Atos’s transaction mirrors that of its competitor Capgemini SE, only more than 3 years later, Anurag Rana, an analyst at Bloomberg Intelligence, wrote in a note. In a similar move, Capgemini bought Igate Corp. for about $4 billion in 2015 to expand with U.S. customers and add staff in countries with cheaper labor.
Atos reported earnings that showed revenue and operating profitability fell in North America in the first half, though total sales grew 1.7 percent to 6 billion euros and the margin improved overall. The company confirmed its full-year targets.

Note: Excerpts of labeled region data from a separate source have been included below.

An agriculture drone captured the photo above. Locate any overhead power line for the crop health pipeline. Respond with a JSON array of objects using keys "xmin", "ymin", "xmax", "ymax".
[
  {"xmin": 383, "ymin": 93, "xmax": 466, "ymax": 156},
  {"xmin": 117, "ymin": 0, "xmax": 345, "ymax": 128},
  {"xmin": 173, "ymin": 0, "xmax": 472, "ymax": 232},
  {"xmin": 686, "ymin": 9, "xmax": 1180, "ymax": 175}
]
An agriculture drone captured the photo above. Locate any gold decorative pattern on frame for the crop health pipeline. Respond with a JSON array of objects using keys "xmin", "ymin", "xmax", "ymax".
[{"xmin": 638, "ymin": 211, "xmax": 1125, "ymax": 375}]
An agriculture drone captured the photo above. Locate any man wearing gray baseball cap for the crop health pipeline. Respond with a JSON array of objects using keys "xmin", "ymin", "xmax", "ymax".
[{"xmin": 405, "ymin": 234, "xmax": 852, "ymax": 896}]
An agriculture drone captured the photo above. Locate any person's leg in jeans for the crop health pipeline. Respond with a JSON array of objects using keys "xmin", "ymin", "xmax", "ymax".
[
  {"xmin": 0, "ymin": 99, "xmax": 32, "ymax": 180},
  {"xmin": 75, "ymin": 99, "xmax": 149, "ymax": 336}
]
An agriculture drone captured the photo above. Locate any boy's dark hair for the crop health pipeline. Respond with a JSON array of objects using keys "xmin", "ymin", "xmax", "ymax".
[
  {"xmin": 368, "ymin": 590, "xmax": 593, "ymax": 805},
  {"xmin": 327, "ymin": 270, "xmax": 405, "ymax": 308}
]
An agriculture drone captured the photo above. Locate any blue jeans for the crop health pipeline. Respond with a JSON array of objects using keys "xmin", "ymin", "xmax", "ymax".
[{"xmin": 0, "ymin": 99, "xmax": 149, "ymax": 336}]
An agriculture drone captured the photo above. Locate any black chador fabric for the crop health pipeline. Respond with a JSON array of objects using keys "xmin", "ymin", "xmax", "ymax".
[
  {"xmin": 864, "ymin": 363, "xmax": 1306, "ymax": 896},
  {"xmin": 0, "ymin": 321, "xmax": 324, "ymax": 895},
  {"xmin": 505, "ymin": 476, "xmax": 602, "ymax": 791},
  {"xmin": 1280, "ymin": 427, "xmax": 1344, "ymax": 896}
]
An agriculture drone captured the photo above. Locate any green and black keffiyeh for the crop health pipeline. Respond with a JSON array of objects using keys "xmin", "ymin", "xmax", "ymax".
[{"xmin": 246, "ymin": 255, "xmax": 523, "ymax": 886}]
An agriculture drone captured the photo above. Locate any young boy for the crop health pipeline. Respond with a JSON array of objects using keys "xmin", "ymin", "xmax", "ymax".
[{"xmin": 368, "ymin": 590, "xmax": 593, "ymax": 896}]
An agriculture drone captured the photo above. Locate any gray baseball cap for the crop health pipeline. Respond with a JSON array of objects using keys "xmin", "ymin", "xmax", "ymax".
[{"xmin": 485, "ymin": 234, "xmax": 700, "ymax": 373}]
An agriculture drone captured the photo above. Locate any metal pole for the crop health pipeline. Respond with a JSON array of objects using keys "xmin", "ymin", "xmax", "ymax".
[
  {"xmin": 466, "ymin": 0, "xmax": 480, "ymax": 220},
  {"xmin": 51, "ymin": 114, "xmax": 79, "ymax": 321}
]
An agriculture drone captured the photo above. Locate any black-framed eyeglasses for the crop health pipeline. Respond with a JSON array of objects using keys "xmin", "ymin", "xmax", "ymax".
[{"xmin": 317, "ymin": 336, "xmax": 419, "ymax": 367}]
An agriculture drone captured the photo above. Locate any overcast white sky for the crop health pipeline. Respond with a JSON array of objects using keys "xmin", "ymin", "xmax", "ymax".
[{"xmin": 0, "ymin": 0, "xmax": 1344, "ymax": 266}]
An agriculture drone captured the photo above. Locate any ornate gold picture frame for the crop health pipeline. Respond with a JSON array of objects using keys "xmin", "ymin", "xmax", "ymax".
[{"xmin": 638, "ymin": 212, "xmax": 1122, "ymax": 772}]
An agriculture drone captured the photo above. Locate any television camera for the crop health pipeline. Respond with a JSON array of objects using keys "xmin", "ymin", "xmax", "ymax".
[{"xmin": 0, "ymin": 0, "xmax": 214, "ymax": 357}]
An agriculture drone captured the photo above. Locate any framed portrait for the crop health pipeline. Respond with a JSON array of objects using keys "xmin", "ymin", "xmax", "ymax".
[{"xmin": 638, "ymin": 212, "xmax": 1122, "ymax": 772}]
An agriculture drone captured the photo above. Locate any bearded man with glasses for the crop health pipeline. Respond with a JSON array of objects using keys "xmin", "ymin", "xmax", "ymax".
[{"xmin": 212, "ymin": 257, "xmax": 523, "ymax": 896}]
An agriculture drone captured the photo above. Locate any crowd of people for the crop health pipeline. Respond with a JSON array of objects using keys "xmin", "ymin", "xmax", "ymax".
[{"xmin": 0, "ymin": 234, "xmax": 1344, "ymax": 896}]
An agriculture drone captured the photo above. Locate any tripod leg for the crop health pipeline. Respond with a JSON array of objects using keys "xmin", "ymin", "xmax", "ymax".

While the Syntel transaction may boost Atos’s performance in the U.S., there are questions about prospects for the company’s underlying performance in that region, Ameet Patel, an analyst at Northern Trust Capital Markets, wrote in a note.
Atos said it expects the deal to close by year-end, adding to earnings immediately and providing “double-digit accretion as early as 2019” excluding transaction costs and goodwill. The boards of both companies approved the transaction on July 20 and Syntel shareholders holding 51 percent of the stock, including founders, pledged to vote in favor, according to a statement.
“We see potential for synergies on sales as well as margins,” Girard said. The acquisition price is about 14.7 times Syntel’s earnings before interest and taxes over the past 12 months, before taking synergies into account, he said.
While Atos’s market capitalization of 13.2 billion euros ($15.4 billion) is almost five times that of Syntel, the American company’s shares have been growing faster. Syntel shares have doubled in the past year, while Atos was little changed before the deal announcement.
Syntel’s top three customers -- American Express, State Street Bank and FedEx Corp. -- accounted for 45 percent of its revenue last year, and only about 11 percent of sales came from outside of North America, according to an annual report. While the company gets most of its revenue from the U.S., the bulk of its 23,000-person workforce is in India.
Syntel’s net revenue has dropped for the past two years, including a 4.4 percent decline to $923.8 million in 2017. The company has global development centers in India, Scotland, Poland and the Philippines, with 76 percent of its billable workforce located in India, according to Syntel’s annual report.
The transaction will be financed with debt underwritten by BNP Paribas SA and JPMorgan Chase & Co.